Comme les lois précédentes, elle vise à influer sur le rapport de force économique considéré par ses auteurs comme déséquilibré en faveur de la distribution et à préserver la souveraineté agricole, alimentaire et industrielle de la France. Saluée par les fournisseurs qui lui prêtent des vertus protectrices, elle est extrêmement critiquée par les distributeurs qui stigmatisent ses effets inflationnistes.
Voici plus en détail les principaux apports de la réforme :
L’article premier insère au titre IV du livre IV du Code de commerce un chapitre IV comportant un nouvel article L. 444-1 A (et non plus un article L. 443-9 comme envisagé antérieurement) qui prévoit que les dispositions des chapitres I, II et III du titre IV du Code de commerce sont d’ordre public et s’appliquent à toute convention conclue entre un acheteur et un fournisseur portant sur des produits ou services commercialisés sur le territoire français.
De plus, tout litige portant sur l’application de ces dispositions relève désormais de la compétence exclusive des tribunaux français, « sous réserve du respect du droit de l’Union européenne et des traités internationaux ratifiés ou approuvés par la France » et sans préjudice du recours à l’arbitrage.
Cet article vise ainsi à répondre à la pratique de délocalisation des négociations commerciales (voir notre newsletter n° 1/2023).
L’article deux prolonge le relèvement du seuil de revente à perte jusqu’au 15 avril 2025 et le dispositif d’encadrement des promotions à 34% en valeur et à 25% en volume jusqu’au 15 avril 2026.

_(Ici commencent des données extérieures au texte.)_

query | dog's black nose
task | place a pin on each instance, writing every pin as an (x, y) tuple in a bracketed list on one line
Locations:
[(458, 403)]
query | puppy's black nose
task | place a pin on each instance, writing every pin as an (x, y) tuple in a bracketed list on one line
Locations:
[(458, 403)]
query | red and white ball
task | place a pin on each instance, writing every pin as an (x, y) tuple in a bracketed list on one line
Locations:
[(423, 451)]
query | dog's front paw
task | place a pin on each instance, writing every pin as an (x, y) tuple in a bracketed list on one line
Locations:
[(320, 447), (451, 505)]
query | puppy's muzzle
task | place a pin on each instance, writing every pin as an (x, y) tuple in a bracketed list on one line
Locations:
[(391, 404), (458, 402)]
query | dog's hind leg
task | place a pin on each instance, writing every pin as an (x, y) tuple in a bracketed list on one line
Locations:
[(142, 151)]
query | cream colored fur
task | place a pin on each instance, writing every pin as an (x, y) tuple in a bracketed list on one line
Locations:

Dans le même temps, les dispositifs d’évaluation de l’efficacité de ces deux mécanismes sont consacrés et pérennisés. Chaque distributeur sera désormais obligé de transmettre chaque année aux ministres de l’économie et de l’agriculture un document présentant la part du surplus de chiffre d’affaires enregistré par la revalorisation du seuil de revente à perte pour les produits alimentaires et agricoles.
Concernant le relèvement du seuil de revente à perte, les fruits et légumes sont désormais exclus du dispositif qui s’était avéré préjudiciable pour les producteurs de cette filière, avec toutefois la possibilité pour le ministre de l’agriculture de fixer la liste de certains produits par arrêté pour lesquels le relèvement du seuil de revente à perte continuerait à s’appliquer.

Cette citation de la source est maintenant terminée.